Cynicism spiral: Doubting everything equally instead of prioritizing claims that matter. Fix: focus skepticism on claims that drive decisions, not background context.
Demanding impossible proof: Requiring RCT-level evidence for reasonable engineering judgment. Fix: calibrate evidence expectations to the claim's impact—high-stakes claims need strong evidence, low-stakes claims need plausibility.
Missing the forest: Grading individual claims without assessing whether the overall argument holds even if some claims are weak. Fix: always include the overall credibility assessment.
Style policing: Flagging vague language when the underlying claim is actually well-supported elsewhere. Fix: check whether evidence exists before flagging weak phrasing.
Confirmation bias in review: Only challenging claims you disagree with while accepting others at face value.

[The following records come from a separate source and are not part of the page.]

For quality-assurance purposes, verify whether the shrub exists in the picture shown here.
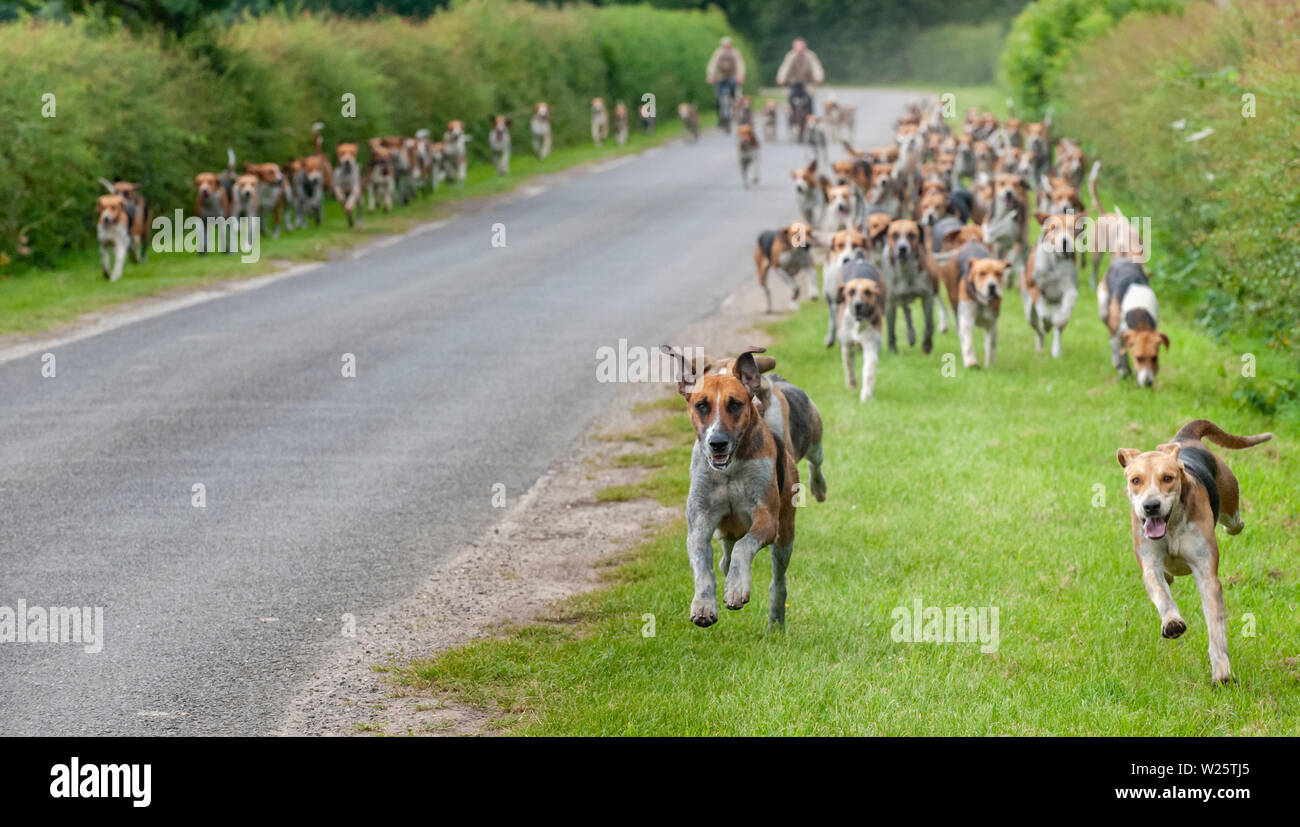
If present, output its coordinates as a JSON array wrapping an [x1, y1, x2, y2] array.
[[1062, 0, 1300, 382], [1001, 0, 1187, 117], [0, 0, 758, 264]]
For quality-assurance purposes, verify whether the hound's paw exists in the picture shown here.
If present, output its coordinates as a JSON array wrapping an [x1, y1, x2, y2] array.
[[690, 599, 718, 629]]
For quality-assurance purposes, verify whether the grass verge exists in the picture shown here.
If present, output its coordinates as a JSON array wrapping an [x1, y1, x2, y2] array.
[[394, 260, 1300, 735]]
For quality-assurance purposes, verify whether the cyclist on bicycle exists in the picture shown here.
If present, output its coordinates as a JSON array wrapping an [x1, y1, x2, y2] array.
[[776, 38, 826, 139], [705, 38, 745, 131]]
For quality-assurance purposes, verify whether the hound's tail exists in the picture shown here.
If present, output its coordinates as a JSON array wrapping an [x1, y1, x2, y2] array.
[[1174, 419, 1273, 451], [1088, 161, 1105, 216]]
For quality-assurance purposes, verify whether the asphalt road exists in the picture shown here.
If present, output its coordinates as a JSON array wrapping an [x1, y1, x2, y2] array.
[[0, 91, 905, 735]]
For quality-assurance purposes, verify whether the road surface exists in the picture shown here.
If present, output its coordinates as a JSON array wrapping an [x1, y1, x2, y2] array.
[[0, 91, 905, 735]]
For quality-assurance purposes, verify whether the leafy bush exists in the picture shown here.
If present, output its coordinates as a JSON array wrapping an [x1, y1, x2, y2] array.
[[1062, 0, 1300, 400], [1002, 0, 1187, 117], [906, 22, 1008, 86], [0, 0, 758, 265]]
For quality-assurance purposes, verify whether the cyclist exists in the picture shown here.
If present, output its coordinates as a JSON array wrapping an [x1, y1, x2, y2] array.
[[705, 38, 745, 131], [776, 38, 826, 140]]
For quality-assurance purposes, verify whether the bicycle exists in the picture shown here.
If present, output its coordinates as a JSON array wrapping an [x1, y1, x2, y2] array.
[[718, 78, 736, 133], [790, 83, 813, 143]]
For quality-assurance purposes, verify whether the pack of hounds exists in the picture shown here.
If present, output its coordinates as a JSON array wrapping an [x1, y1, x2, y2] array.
[[664, 98, 1273, 683], [95, 98, 670, 281]]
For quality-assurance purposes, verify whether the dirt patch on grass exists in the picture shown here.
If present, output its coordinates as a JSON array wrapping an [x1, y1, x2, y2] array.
[[277, 261, 783, 736]]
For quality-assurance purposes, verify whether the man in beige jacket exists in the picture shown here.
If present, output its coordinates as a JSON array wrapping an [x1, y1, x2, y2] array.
[[705, 38, 745, 131], [776, 38, 826, 140]]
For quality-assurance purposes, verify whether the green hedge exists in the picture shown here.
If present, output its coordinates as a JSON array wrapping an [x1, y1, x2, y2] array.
[[0, 0, 758, 267], [1001, 0, 1187, 117], [1061, 0, 1300, 412]]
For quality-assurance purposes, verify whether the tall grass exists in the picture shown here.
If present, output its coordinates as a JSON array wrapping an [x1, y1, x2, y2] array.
[[0, 0, 757, 265]]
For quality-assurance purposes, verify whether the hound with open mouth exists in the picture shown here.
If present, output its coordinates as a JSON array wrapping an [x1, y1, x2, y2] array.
[[1117, 419, 1273, 684], [660, 345, 826, 502], [835, 255, 887, 402], [488, 114, 510, 176], [592, 98, 610, 147], [677, 351, 800, 628], [528, 101, 551, 161]]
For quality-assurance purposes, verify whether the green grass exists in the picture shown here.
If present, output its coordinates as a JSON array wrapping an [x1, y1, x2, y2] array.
[[0, 113, 714, 335], [397, 275, 1300, 735]]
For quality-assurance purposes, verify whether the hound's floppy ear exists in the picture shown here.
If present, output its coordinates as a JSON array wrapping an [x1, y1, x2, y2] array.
[[736, 350, 763, 397], [745, 345, 776, 373], [659, 345, 709, 397]]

Fix: grade every claim, including ones that feel obviously true.

References

Kahneman, D. (2011). Thinking, Fast and Slow — cognitive biases in judgment
RFC 7282 (https://www.rfc-editor.org/rfc/rfc7282.html) — on consensus and objection handling in technical review
Tetlock, P. (2015). Superforecasting — calibrating confidence to evidence
Sagan, C. "Extraordinary claims require extraordinary evidence" — evidence proportionality principle

Failure handling

If the document is too short to contain meaningful claims, say so rather than manufacturing doubt.
If all claims are well-supported, report that the skeptic pass found high credibility—do not force criticism.
If the document is a brainstorm or early draft, adjust evidence expectations downward and note that a full skeptic pass requires a more developed proposal.